A Cleveland-based group of researchers and athletes recently harnessed an innovative technology - along with a nearly superhuman will to win - to take home gold at the world's first "cyborg games."
The gold medal team journeyed to Zurich, Switzerland, in October to compete in the first ever Cybathlon, an international "cyborg Olympics" open to disabled people who use electronic prosthetics to compete daily tasks. Sent by the Louis Stokes Cleveland VA Medical Center, the contingent won a gold medal in the Functional Electrical Stimulation (FES) bike race, which modified recumbent bikes for competitors with spinal cord injuries.
Team Cleveland "pilot" Mark Muhn, a California native paralyzed from the armpits down after a skiing accident, finished 1:10 ahead of his nearest competitor, thanks to training and a locally-born experimental research program that implanted a pulse generator under his skin.
Designed by the Cleveland VA's Advanced Platform Technology (APT) Center, the device was connected to an external control box that Muhn and his fellow riders activated with a button press. The implant sent electrical stimulation to Muhn's paralyzed muscles, allowing him to create a pedaling movement in sync with the bike around a 750-meter track.

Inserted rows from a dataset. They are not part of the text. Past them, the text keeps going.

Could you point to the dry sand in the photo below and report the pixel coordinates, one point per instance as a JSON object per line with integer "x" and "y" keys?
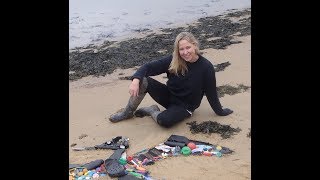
{"x": 92, "y": 100}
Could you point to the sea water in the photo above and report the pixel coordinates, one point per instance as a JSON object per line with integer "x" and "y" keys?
{"x": 96, "y": 21}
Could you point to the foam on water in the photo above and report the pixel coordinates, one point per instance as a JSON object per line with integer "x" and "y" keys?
{"x": 95, "y": 21}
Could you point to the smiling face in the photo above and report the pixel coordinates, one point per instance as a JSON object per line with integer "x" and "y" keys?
{"x": 187, "y": 51}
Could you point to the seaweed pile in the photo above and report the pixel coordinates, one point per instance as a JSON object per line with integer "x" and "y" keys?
{"x": 231, "y": 90}
{"x": 208, "y": 127}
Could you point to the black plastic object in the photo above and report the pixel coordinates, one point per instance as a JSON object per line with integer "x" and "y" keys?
{"x": 113, "y": 167}
{"x": 93, "y": 164}
{"x": 116, "y": 143}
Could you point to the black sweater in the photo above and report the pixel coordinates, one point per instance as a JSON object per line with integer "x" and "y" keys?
{"x": 187, "y": 90}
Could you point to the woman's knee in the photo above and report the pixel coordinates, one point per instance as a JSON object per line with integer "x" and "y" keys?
{"x": 165, "y": 121}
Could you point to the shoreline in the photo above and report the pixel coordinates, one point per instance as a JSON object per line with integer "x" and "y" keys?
{"x": 215, "y": 32}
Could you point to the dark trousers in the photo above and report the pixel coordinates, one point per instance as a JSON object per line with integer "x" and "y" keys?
{"x": 173, "y": 113}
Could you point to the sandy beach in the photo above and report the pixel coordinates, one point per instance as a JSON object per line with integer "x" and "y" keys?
{"x": 92, "y": 99}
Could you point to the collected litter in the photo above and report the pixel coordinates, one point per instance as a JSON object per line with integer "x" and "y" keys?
{"x": 130, "y": 167}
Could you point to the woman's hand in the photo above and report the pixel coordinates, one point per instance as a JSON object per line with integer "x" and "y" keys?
{"x": 134, "y": 87}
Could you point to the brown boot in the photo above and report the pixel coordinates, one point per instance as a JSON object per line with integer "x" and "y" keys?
{"x": 132, "y": 105}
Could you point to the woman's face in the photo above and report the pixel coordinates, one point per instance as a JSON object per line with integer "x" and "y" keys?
{"x": 187, "y": 51}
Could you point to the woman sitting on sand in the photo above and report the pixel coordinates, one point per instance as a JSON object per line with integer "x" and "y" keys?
{"x": 190, "y": 77}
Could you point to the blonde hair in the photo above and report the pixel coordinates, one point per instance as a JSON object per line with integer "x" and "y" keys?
{"x": 178, "y": 65}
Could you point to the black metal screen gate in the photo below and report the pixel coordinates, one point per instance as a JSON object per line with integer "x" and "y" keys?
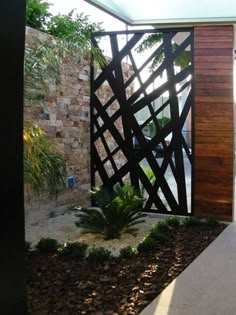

"The pulse generator is like a pacemaker that delivers current to the back, hips and legs," says Dr. Ron Triolo, team leader on the project. "That small amount of current fires the nerve, resulting in muscle contraction."
Cleveland's 10-person Cybathlon crew consisted of a biomedical engineer, a neuroscientist/certified bike mechanic and a world-class competitive cyclist. Triolo traveled to Zurich with Team Cleveland athletes bolstered by two months of training in the implant technology.
Winning the gold was exciting, but the Cybathlon's competitive aspect came in second to showing off an innovation that helps individuals with devastating spinal injuries regain some form of movement, Triolo says.
"We were using technology that's not commercially available and showing the potential difference these interventions can make in someone's life," he says. "We're raising awareness that hopefully sparks investment."
Combining sports and medical research was instructive for Triolo's team as well.
"Biking was new for us," he says. "It's a powerful exercise tool that made our volunteers stronger. They feel like they're part of society again."